We also assessed the current practice of prehospital transfusion by critical care services and the need for in-hospital early transfusion. Table 3 shows a cross-tabulation of actual prehospital blood administration by early prehospital transfusion. Of the 207 patients who required a prehospital transfusion, 79 (38.2%) had also received a blood transfusion before arriving at the hospital (Table 3, upper left quadrant). The majority (73) of these 79 patients had a systolic blood pressure <90 mmHg and received prehospital blood according to the transfusion protocol of the prehospital care service. Of the 60 patients who received a prehospital transfusion but did not require hospital blood (Table 3, upper right quadrant), 33 (55.0%) patients had a systolic blood pressure <90 mmHg. Patients who received a transfusion with a systolic blood pressure >90 mmHg received a transfusion on medical advice or off-protocol.
In our Bayesian analysis, the model with the most predictive power showed statistically significant associations of tachycardia (OR = 1.74, 95% CI 1.12–2.55), elevated prehospital lactate (OR = 2.31, 95% CI 1.55–3.37), and hypotension (OR = 11.59, 95% CI 7.70–16.98) with early in-hospital transfusion. In Bayesian subgroup analysis of patients with SBP > 90 mmHg (N = 1,901, 87.6%), the most predictive model included minimal shock index (OR = 25.6, 95% CI 2.54-113.2), elevated lactate (OR = 2.17, 95% CI 1.11-3.77), and tachycardia (OR = 1.59, 95% CI 0.72-2.94).

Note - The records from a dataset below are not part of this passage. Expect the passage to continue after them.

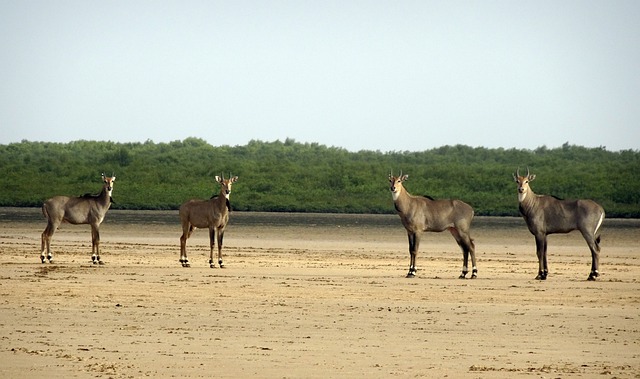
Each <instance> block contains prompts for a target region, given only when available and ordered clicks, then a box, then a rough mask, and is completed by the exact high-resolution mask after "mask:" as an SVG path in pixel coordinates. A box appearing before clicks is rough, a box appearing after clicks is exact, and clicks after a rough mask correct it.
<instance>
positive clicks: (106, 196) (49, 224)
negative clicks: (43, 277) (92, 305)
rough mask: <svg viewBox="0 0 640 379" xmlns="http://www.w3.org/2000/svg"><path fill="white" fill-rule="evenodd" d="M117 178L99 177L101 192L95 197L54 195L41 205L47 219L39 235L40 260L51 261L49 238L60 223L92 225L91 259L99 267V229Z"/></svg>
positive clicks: (99, 240) (99, 259) (99, 262)
mask: <svg viewBox="0 0 640 379" xmlns="http://www.w3.org/2000/svg"><path fill="white" fill-rule="evenodd" d="M115 180H116V177H115V175H114V176H111V177H106V176H104V174H102V181H103V182H104V184H103V186H102V192H100V194H98V195H91V194H86V195H83V196H79V197H68V196H54V197H52V198H51V199H49V200H47V201H45V202H44V204H42V214H43V215H44V217H46V218H47V227H46V228H45V229H44V232H42V250H41V251H42V252H41V253H40V260H41V261H42V263H44V262H45V254H44V253H45V251H46V253H47V255H46V259H48V260H49V263H51V262H53V255H52V254H51V237H52V236H53V233H55V231H56V230H57V229H58V227H59V226H60V224H61V223H63V222H68V223H69V224H74V225H77V224H89V225H91V253H92V255H91V260H92V262H93V263H94V264H102V261H101V260H100V232H99V230H98V229H99V227H100V224H101V223H102V220H104V216H105V215H106V214H107V211H108V210H109V207H111V202H112V201H113V200H112V199H111V193H113V182H115Z"/></svg>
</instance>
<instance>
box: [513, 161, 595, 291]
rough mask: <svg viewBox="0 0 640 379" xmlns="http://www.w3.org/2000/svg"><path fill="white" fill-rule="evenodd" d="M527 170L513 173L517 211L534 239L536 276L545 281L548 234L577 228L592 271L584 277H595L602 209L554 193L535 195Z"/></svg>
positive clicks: (575, 229) (583, 202) (570, 230)
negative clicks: (532, 187)
mask: <svg viewBox="0 0 640 379" xmlns="http://www.w3.org/2000/svg"><path fill="white" fill-rule="evenodd" d="M535 178H536V176H535V175H531V174H530V173H529V168H527V175H525V176H520V169H519V168H518V170H517V171H516V173H515V174H513V180H514V181H515V182H516V183H518V202H519V203H520V206H519V208H520V214H522V217H524V220H525V221H526V222H527V227H528V228H529V231H530V232H531V234H533V236H534V237H535V239H536V253H537V254H538V276H536V279H538V280H545V279H547V274H548V273H549V268H548V266H547V235H549V234H553V233H569V232H571V231H573V230H579V231H580V233H582V236H583V237H584V239H585V241H587V245H589V249H590V250H591V273H590V274H589V277H588V278H587V280H596V277H598V275H599V274H598V259H599V258H598V254H599V253H600V232H599V230H600V226H601V225H602V221H603V220H604V209H603V208H602V207H601V206H600V205H599V204H597V203H596V202H594V201H592V200H561V199H558V198H556V197H553V196H546V195H536V194H535V193H534V192H533V190H532V189H531V187H530V186H529V183H530V182H531V181H533V179H535Z"/></svg>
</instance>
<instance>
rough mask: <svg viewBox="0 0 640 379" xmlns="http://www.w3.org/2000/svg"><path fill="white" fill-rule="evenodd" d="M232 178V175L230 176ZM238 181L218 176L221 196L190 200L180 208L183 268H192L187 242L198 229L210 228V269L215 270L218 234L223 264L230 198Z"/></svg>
mask: <svg viewBox="0 0 640 379" xmlns="http://www.w3.org/2000/svg"><path fill="white" fill-rule="evenodd" d="M229 176H231V175H229ZM237 180H238V177H237V176H234V177H230V178H229V179H225V178H224V175H222V177H220V176H216V182H218V183H220V186H221V187H220V194H219V195H218V196H213V197H212V198H211V199H209V200H197V199H193V200H189V201H187V202H186V203H184V204H182V205H181V206H180V222H181V223H182V236H181V237H180V263H182V267H190V264H189V259H187V240H188V239H189V237H191V233H193V231H194V230H196V228H209V242H210V246H211V253H210V255H209V267H211V268H215V264H214V263H213V248H214V246H215V240H216V233H217V235H218V264H219V265H220V268H223V267H224V264H223V263H222V238H223V237H224V229H225V227H226V226H227V222H228V221H229V212H230V211H231V205H230V203H229V196H230V195H231V185H232V184H233V183H235V182H236V181H237Z"/></svg>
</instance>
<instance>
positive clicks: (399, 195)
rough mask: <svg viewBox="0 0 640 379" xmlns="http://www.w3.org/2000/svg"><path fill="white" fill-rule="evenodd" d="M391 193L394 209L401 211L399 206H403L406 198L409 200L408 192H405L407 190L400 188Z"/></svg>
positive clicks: (405, 199) (398, 211) (401, 207)
mask: <svg viewBox="0 0 640 379" xmlns="http://www.w3.org/2000/svg"><path fill="white" fill-rule="evenodd" d="M391 195H392V196H393V202H394V205H395V207H396V210H398V212H401V208H403V205H404V204H405V203H406V201H407V200H409V193H407V191H405V190H404V189H400V190H398V191H396V192H392V193H391Z"/></svg>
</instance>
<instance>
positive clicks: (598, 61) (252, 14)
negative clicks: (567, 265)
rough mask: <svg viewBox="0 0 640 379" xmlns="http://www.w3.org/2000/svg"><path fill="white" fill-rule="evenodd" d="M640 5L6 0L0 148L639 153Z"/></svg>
mask: <svg viewBox="0 0 640 379" xmlns="http://www.w3.org/2000/svg"><path fill="white" fill-rule="evenodd" d="M638 41H640V1H637V0H631V1H618V0H608V1H555V0H554V1H538V0H535V1H511V0H508V1H479V0H478V1H427V0H418V1H402V0H399V1H398V0H395V1H348V0H340V1H210V0H205V1H188V0H187V1H182V0H181V1H162V0H160V1H108V0H107V1H104V0H102V1H65V0H61V1H58V0H56V1H48V0H47V1H44V0H25V1H7V0H0V125H1V126H2V127H1V132H0V143H2V144H6V143H10V142H19V141H21V140H23V139H27V140H31V141H52V142H67V141H72V140H79V139H85V140H110V141H119V142H135V141H140V142H144V141H146V140H148V139H150V140H153V141H155V142H168V141H174V140H182V139H184V138H187V137H199V138H202V139H204V140H206V141H208V142H210V143H211V144H213V145H216V146H217V145H232V146H234V145H244V144H246V143H247V142H249V141H250V140H252V139H258V140H264V141H273V140H276V139H280V140H284V139H286V138H293V139H295V140H297V141H299V142H317V143H320V144H325V145H329V146H338V147H343V148H346V149H349V150H351V151H358V150H362V149H366V150H381V151H391V150H411V151H420V150H426V149H430V148H433V147H438V146H442V145H454V144H466V145H470V146H484V147H490V148H493V147H504V148H512V147H515V148H527V149H535V148H536V147H539V146H542V145H545V146H547V147H549V148H553V147H558V146H560V145H562V144H563V143H565V142H569V143H571V144H576V145H583V146H588V147H598V146H605V147H606V148H607V149H608V150H614V151H615V150H623V149H634V150H637V149H640V106H639V105H638V104H639V99H640V70H639V68H640V43H639V42H638Z"/></svg>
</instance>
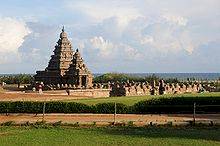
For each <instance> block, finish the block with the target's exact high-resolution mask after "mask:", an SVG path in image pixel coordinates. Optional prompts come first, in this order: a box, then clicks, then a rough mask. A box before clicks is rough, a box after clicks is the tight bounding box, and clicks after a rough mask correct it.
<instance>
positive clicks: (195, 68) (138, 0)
mask: <svg viewBox="0 0 220 146" xmlns="http://www.w3.org/2000/svg"><path fill="white" fill-rule="evenodd" d="M63 25H65V30H66V32H67V33H68V36H69V39H70V40H71V42H72V45H73V49H76V48H79V50H80V52H81V54H82V56H83V58H84V60H85V62H86V63H87V66H88V67H89V69H90V70H91V71H92V72H94V73H100V72H141V73H144V72H220V47H219V46H220V1H219V0H185V1H180V0H166V1H164V0H121V1H119V0H111V1H109V0H82V1H79V0H46V1H45V0H31V1H27V0H7V1H2V2H1V5H0V73H35V71H36V70H43V69H44V68H45V67H46V66H47V64H48V61H49V59H50V55H52V53H53V50H54V46H55V44H56V42H57V40H58V37H59V33H60V31H61V28H62V26H63Z"/></svg>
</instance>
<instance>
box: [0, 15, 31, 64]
mask: <svg viewBox="0 0 220 146" xmlns="http://www.w3.org/2000/svg"><path fill="white" fill-rule="evenodd" d="M30 32H31V31H30V29H29V28H28V27H27V26H26V24H25V22H23V21H20V20H16V19H13V18H9V17H7V18H2V17H0V57H1V58H3V59H2V60H0V64H3V63H7V62H8V61H10V60H14V59H15V58H12V56H13V55H14V56H16V55H17V57H19V53H18V48H19V47H21V46H22V44H23V42H24V40H25V37H26V36H27V35H28V34H30ZM10 54H11V55H10Z"/></svg>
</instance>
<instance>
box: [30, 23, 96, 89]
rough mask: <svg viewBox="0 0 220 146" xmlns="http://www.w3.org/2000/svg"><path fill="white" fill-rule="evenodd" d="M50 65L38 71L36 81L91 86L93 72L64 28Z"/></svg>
mask: <svg viewBox="0 0 220 146" xmlns="http://www.w3.org/2000/svg"><path fill="white" fill-rule="evenodd" d="M53 52H54V54H53V55H52V56H51V59H50V61H49V64H48V66H47V67H46V69H45V70H44V71H37V72H36V73H37V74H36V75H35V76H34V78H35V81H36V82H43V83H44V84H54V85H57V84H60V85H61V84H68V85H73V86H74V87H76V88H91V87H92V78H93V76H92V73H91V72H90V71H89V70H88V68H87V67H86V65H85V63H84V62H83V59H82V57H81V55H80V52H79V50H78V49H76V51H73V50H72V45H71V42H70V41H69V40H68V37H67V33H66V32H65V30H64V27H63V29H62V32H61V33H60V38H59V40H58V42H57V44H56V46H55V49H54V51H53Z"/></svg>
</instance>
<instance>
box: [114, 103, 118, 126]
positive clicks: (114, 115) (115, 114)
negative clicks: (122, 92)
mask: <svg viewBox="0 0 220 146" xmlns="http://www.w3.org/2000/svg"><path fill="white" fill-rule="evenodd" d="M116 113H117V106H116V102H115V113H114V125H115V123H116Z"/></svg>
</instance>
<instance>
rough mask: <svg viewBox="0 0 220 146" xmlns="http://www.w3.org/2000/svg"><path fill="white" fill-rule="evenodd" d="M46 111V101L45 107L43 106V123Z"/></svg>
mask: <svg viewBox="0 0 220 146" xmlns="http://www.w3.org/2000/svg"><path fill="white" fill-rule="evenodd" d="M45 109H46V102H45V101H44V105H43V119H42V121H44V114H45Z"/></svg>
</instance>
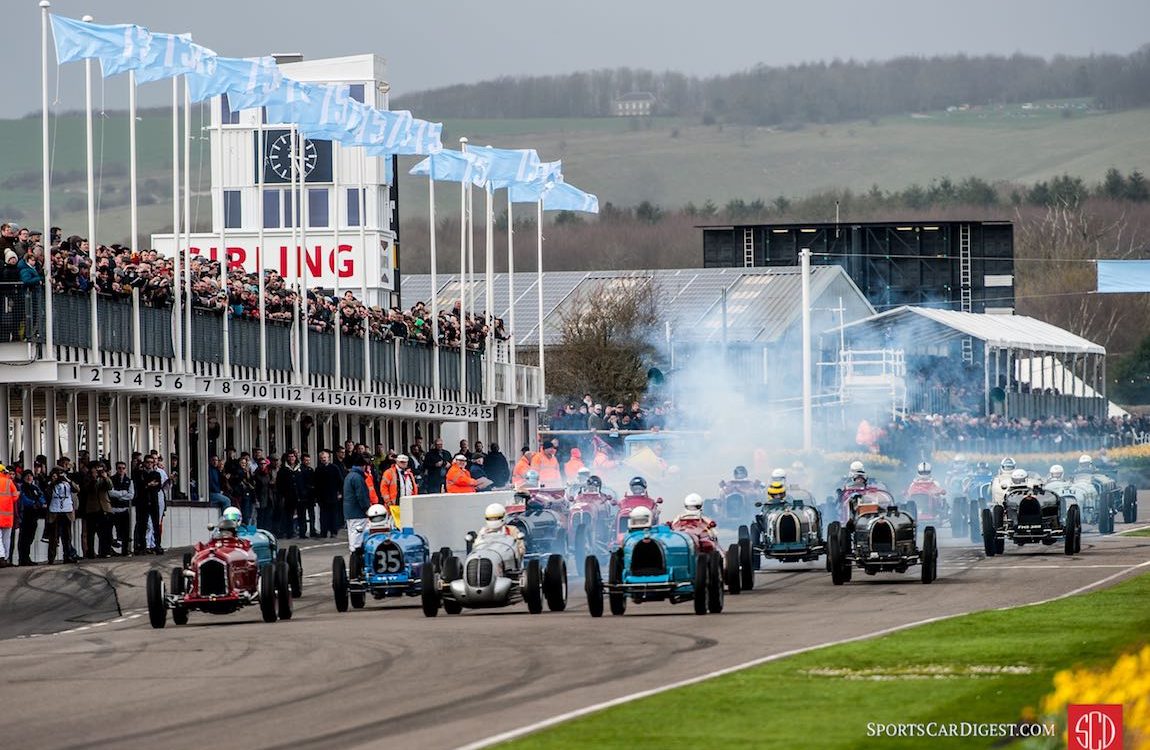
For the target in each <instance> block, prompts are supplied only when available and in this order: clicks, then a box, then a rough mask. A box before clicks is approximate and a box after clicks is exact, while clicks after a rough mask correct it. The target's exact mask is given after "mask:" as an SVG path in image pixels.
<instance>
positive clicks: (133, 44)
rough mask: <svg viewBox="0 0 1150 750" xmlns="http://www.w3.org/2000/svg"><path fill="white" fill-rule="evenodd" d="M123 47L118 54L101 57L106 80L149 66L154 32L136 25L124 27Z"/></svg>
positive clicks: (121, 46) (102, 74) (125, 26)
mask: <svg viewBox="0 0 1150 750" xmlns="http://www.w3.org/2000/svg"><path fill="white" fill-rule="evenodd" d="M122 41H123V46H121V48H120V52H118V54H115V55H100V72H101V75H102V76H104V77H105V78H110V77H112V76H116V75H120V74H122V72H128V71H129V70H138V69H139V68H141V67H144V66H145V64H147V56H148V51H150V49H151V47H152V32H151V31H148V30H147V29H145V28H144V26H137V25H135V24H132V25H128V26H124V36H123V40H122Z"/></svg>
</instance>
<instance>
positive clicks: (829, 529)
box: [827, 521, 843, 573]
mask: <svg viewBox="0 0 1150 750" xmlns="http://www.w3.org/2000/svg"><path fill="white" fill-rule="evenodd" d="M841 528H843V525H842V522H840V521H831V522H830V526H828V527H827V573H834V571H833V569H831V566H833V565H834V563H831V560H830V541H831V539H835V545H836V546H837V545H838V529H841Z"/></svg>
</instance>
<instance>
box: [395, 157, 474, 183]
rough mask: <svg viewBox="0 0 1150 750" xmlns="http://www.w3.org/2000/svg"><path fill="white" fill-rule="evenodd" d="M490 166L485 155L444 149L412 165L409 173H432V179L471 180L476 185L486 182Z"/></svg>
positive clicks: (431, 174) (431, 175)
mask: <svg viewBox="0 0 1150 750" xmlns="http://www.w3.org/2000/svg"><path fill="white" fill-rule="evenodd" d="M489 166H490V163H489V162H488V160H486V158H485V156H481V155H477V154H474V153H471V152H467V153H462V152H459V151H446V150H444V151H438V152H436V153H434V154H431V155H430V156H428V158H427V159H424V160H423V161H421V162H420V163H417V164H415V166H414V167H412V170H411V173H409V174H412V175H430V177H431V179H439V181H443V182H458V183H465V182H469V183H471V184H474V185H482V184H484V183H485V182H486V178H488V167H489Z"/></svg>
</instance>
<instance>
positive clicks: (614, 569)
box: [607, 550, 627, 615]
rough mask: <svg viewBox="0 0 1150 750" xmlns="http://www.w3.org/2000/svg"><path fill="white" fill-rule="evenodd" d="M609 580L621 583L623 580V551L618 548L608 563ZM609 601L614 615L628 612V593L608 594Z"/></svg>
mask: <svg viewBox="0 0 1150 750" xmlns="http://www.w3.org/2000/svg"><path fill="white" fill-rule="evenodd" d="M607 580H608V581H611V582H612V583H613V584H616V586H618V584H620V583H622V582H623V551H622V550H616V551H615V552H612V554H611V561H609V563H608V565H607ZM607 603H608V604H609V605H611V613H612V614H613V615H621V614H622V613H624V612H627V595H626V594H608V595H607Z"/></svg>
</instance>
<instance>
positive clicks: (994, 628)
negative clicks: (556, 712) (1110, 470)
mask: <svg viewBox="0 0 1150 750" xmlns="http://www.w3.org/2000/svg"><path fill="white" fill-rule="evenodd" d="M1148 598H1150V575H1142V576H1140V577H1136V579H1134V580H1132V581H1127V582H1125V583H1121V584H1119V586H1116V587H1113V588H1110V589H1105V590H1102V591H1097V592H1094V594H1088V595H1083V596H1075V597H1071V598H1066V599H1060V600H1058V602H1052V603H1049V604H1044V605H1041V606H1032V607H1021V609H1014V610H1004V611H992V612H982V613H978V614H969V615H964V617H960V618H955V619H949V620H944V621H942V622H935V623H932V625H926V626H922V627H918V628H913V629H910V630H904V632H900V633H896V634H892V635H888V636H884V637H881V638H874V640H869V641H860V642H857V643H849V644H844V645H838V646H831V648H826V649H820V650H818V651H811V652H808V653H803V655H799V656H795V657H790V658H787V659H781V660H779V661H772V663H768V664H765V665H761V666H758V667H753V668H750V669H744V671H741V672H736V673H733V674H728V675H725V676H721V678H716V679H713V680H707V681H706V682H700V683H698V684H693V686H689V687H685V688H679V689H675V690H670V691H668V692H662V694H660V695H656V696H651V697H649V698H644V699H641V701H636V702H634V703H628V704H624V705H622V706H616V707H614V709H608V710H606V711H601V712H598V713H593V714H590V715H586V717H583V718H580V719H576V720H574V721H569V722H566V724H562V725H559V726H557V727H554V728H552V729H547V730H544V732H540V733H538V734H534V735H529V736H527V737H523V738H521V740H519V741H515V742H511V743H505V744H501V745H499V747H500V748H508V749H512V748H516V749H517V748H523V749H528V748H530V749H532V750H535V749H546V750H560V749H567V748H629V749H632V750H634V749H637V748H672V747H676V748H687V747H698V748H722V747H727V748H818V749H821V750H834V749H837V748H844V749H845V748H877V747H881V748H917V747H925V743H926V742H929V747H932V748H935V747H938V748H976V747H983V748H987V747H991V745H994V744H995V743H999V742H1002V741H1001V738H992V737H986V738H981V740H980V738H969V737H966V738H930V740H929V741H923V740H922V738H909V737H907V738H886V737H884V738H881V740H880V738H875V737H868V736H867V722H930V721H937V722H955V721H974V722H1010V724H1012V722H1014V721H1018V720H1019V719H1020V718H1021V717H1022V715H1024V712H1026V711H1027V710H1028V709H1034V707H1036V706H1038V705H1040V701H1041V698H1042V697H1043V696H1044V695H1045V694H1048V692H1050V691H1051V679H1052V678H1053V674H1055V672H1057V671H1059V669H1063V668H1066V667H1071V666H1075V665H1109V664H1110V663H1111V661H1112V660H1113V658H1114V657H1116V656H1117V655H1118V653H1119V652H1121V651H1127V650H1133V649H1134V648H1136V646H1139V645H1142V644H1145V643H1148V642H1150V609H1148V607H1147V600H1148ZM1099 612H1104V613H1105V617H1098V613H1099ZM1087 623H1089V625H1087ZM681 717H690V721H680V720H676V718H681ZM1053 747H1058V743H1057V742H1056V743H1055V745H1053Z"/></svg>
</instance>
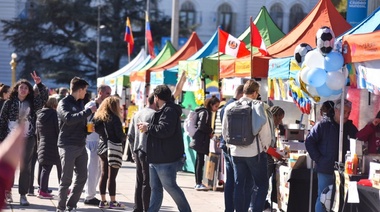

Based on 95% confidence intervals, lactate and minimal shock index were significantly associated with higher posterior odds of early in-hospital transfusion in the hypotensive cohort.
By integrating and operationalizing the results of our approach for use in the field, we developed an algorithm for prehospital transfusion that incorporates prehospital SBP, prehospital lactate, shock index, and severe abdominal injury (Figure 3), with different thresholds that can be adjusted depending on system resources and time considerations.
Summary of the derived decision rules and how they aid in prehospital transfusion. The rules were derived based on the need for in-hospital transfusion over a 4-hour period.
We also applied the FFT definition in Supplementary Figure 1B but excluded nodes with severe chest injury (Supplementary Figure 2). The resulting sensitivity and specificity parameters were slightly lower than those of the four-factor model (Supplementary Figure 1B, Supplementary Figure 2).